Dave Holmes, the business development manager for NFC at Philips, calls this mode the "secret decoder ring" that makes other applications quickly and, best of all, automatically accessible. Similarly, the P2P mode can be used to exchange virtual business cards by "clinking" cell phones against each other.
With the third application, service discovery, service providers can set up displays or posters with built-in NFC. To find out more about the services, users bring their cell phone near the display, and information will pop up on the phone's screen (Fig. 2). The display uses a passive NFC chip, while the cell phone acts as the reader. Sometimes, the phone will download a URL and go directly to that Web site, which will provide the information.
Innovision Research and Technology recently announced its Topaz chip for the Type 1 tag format as defined by the NFC Forum, the consortium of companies promoting NFC. The chip conforms to all the standards listed earlier. It targets operation with NFC devices in the reader/writer mode. Innovision also sells blocks of intellectual property (IP) that let chip manufacturers build NFC functionality into their wireless transceivers.
Philips has a few products ready to go, making the addition of NFC to any device a snap. Its PN65K module combines a PN531 NFC controller and transceiver chip and a Secure Smart Card controller. It supports all modes with a data rate of 212 or 424 kbits/s. It offers SPI, I2C, and UART serial interfaces and an 8-bit parallel interface.

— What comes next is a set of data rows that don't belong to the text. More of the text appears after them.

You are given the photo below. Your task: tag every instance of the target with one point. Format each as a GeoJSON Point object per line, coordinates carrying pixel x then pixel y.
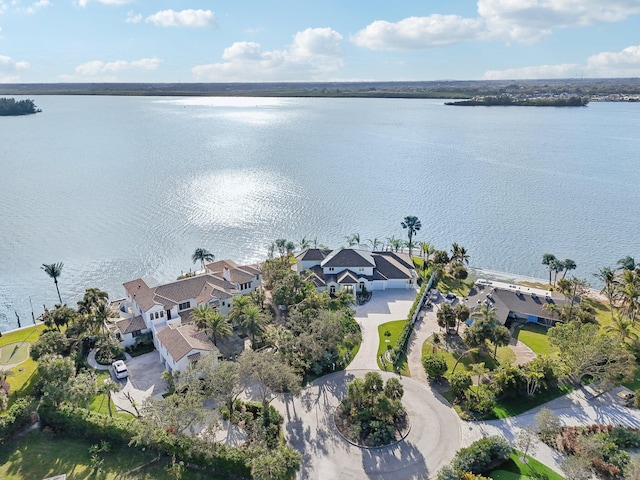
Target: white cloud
{"type": "Point", "coordinates": [10, 69]}
{"type": "Point", "coordinates": [35, 6]}
{"type": "Point", "coordinates": [97, 67]}
{"type": "Point", "coordinates": [602, 65]}
{"type": "Point", "coordinates": [531, 20]}
{"type": "Point", "coordinates": [314, 53]}
{"type": "Point", "coordinates": [185, 18]}
{"type": "Point", "coordinates": [83, 3]}
{"type": "Point", "coordinates": [132, 17]}
{"type": "Point", "coordinates": [510, 20]}
{"type": "Point", "coordinates": [418, 32]}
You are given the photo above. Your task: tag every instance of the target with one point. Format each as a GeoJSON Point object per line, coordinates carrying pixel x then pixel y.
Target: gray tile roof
{"type": "Point", "coordinates": [312, 254]}
{"type": "Point", "coordinates": [349, 258]}
{"type": "Point", "coordinates": [508, 301]}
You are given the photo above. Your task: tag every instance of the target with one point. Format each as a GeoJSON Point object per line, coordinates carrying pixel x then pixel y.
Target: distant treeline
{"type": "Point", "coordinates": [9, 106]}
{"type": "Point", "coordinates": [524, 102]}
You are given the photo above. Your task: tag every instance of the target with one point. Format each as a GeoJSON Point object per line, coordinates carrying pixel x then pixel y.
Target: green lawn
{"type": "Point", "coordinates": [535, 337]}
{"type": "Point", "coordinates": [394, 328]}
{"type": "Point", "coordinates": [514, 469]}
{"type": "Point", "coordinates": [509, 407]}
{"type": "Point", "coordinates": [446, 284]}
{"type": "Point", "coordinates": [38, 455]}
{"type": "Point", "coordinates": [14, 353]}
{"type": "Point", "coordinates": [24, 375]}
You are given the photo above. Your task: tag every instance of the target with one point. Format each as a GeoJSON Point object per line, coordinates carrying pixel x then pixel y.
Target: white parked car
{"type": "Point", "coordinates": [120, 369]}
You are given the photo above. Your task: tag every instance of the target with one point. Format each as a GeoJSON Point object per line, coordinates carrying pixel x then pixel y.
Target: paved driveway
{"type": "Point", "coordinates": [432, 441]}
{"type": "Point", "coordinates": [384, 306]}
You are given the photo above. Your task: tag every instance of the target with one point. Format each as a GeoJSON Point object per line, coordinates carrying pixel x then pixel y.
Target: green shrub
{"type": "Point", "coordinates": [435, 366]}
{"type": "Point", "coordinates": [108, 350]}
{"type": "Point", "coordinates": [15, 418]}
{"type": "Point", "coordinates": [482, 456]}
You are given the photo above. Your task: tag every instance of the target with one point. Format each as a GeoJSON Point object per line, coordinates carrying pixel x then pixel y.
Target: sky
{"type": "Point", "coordinates": [47, 41]}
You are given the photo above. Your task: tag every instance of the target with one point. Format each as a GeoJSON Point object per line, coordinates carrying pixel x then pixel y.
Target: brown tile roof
{"type": "Point", "coordinates": [180, 341]}
{"type": "Point", "coordinates": [141, 293]}
{"type": "Point", "coordinates": [129, 325]}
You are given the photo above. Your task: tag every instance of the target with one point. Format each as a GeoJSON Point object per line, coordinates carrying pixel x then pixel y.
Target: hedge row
{"type": "Point", "coordinates": [93, 426]}
{"type": "Point", "coordinates": [403, 338]}
{"type": "Point", "coordinates": [15, 418]}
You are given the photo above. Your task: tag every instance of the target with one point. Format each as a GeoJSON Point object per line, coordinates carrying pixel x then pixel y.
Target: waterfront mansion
{"type": "Point", "coordinates": [165, 310]}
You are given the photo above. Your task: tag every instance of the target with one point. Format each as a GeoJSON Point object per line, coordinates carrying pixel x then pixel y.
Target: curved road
{"type": "Point", "coordinates": [432, 441]}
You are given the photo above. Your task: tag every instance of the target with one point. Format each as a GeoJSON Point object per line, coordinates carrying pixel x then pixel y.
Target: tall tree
{"type": "Point", "coordinates": [568, 265]}
{"type": "Point", "coordinates": [610, 289]}
{"type": "Point", "coordinates": [202, 255]}
{"type": "Point", "coordinates": [412, 225]}
{"type": "Point", "coordinates": [54, 270]}
{"type": "Point", "coordinates": [548, 259]}
{"type": "Point", "coordinates": [253, 322]}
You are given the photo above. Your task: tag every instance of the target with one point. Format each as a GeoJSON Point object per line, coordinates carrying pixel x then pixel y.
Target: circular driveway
{"type": "Point", "coordinates": [432, 441]}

The Philips PN531 includes the NFC transceiver along with an 8051 embedded controller that implements all of the smartcard functions, including security. The PN65K can operate as an initiator in active or passive mode. In passive mode, it can operate as a reader/writer for MIFARE or FeliCa smartcards. The P2P functionality is supported in both active and passive modes. And, all of this comes in a 48-pin heatsink very thin quad flat pack (HVQFN) package.
With chips and modules available now, NFC is starting to get some recognition. It's already heavily used in Europe. Dozens of feasibility tests are being conducted in Europe, the U.S., and elsewhere. Only a few cell phones have NFC, notably some Nokia and Samsung models. But look for more to come.
With an infrastructure to install along with appropriate back office software, there's still some work to do. But in-place smartcard readers are compatible, so at least there's a good starting point. Rollout isn't expected in the U.S. until sometime later in 2007. Once users experience the convenience and versatility of shopping this way and linking with others, NFC will become addictive, just like the other forms of wireless.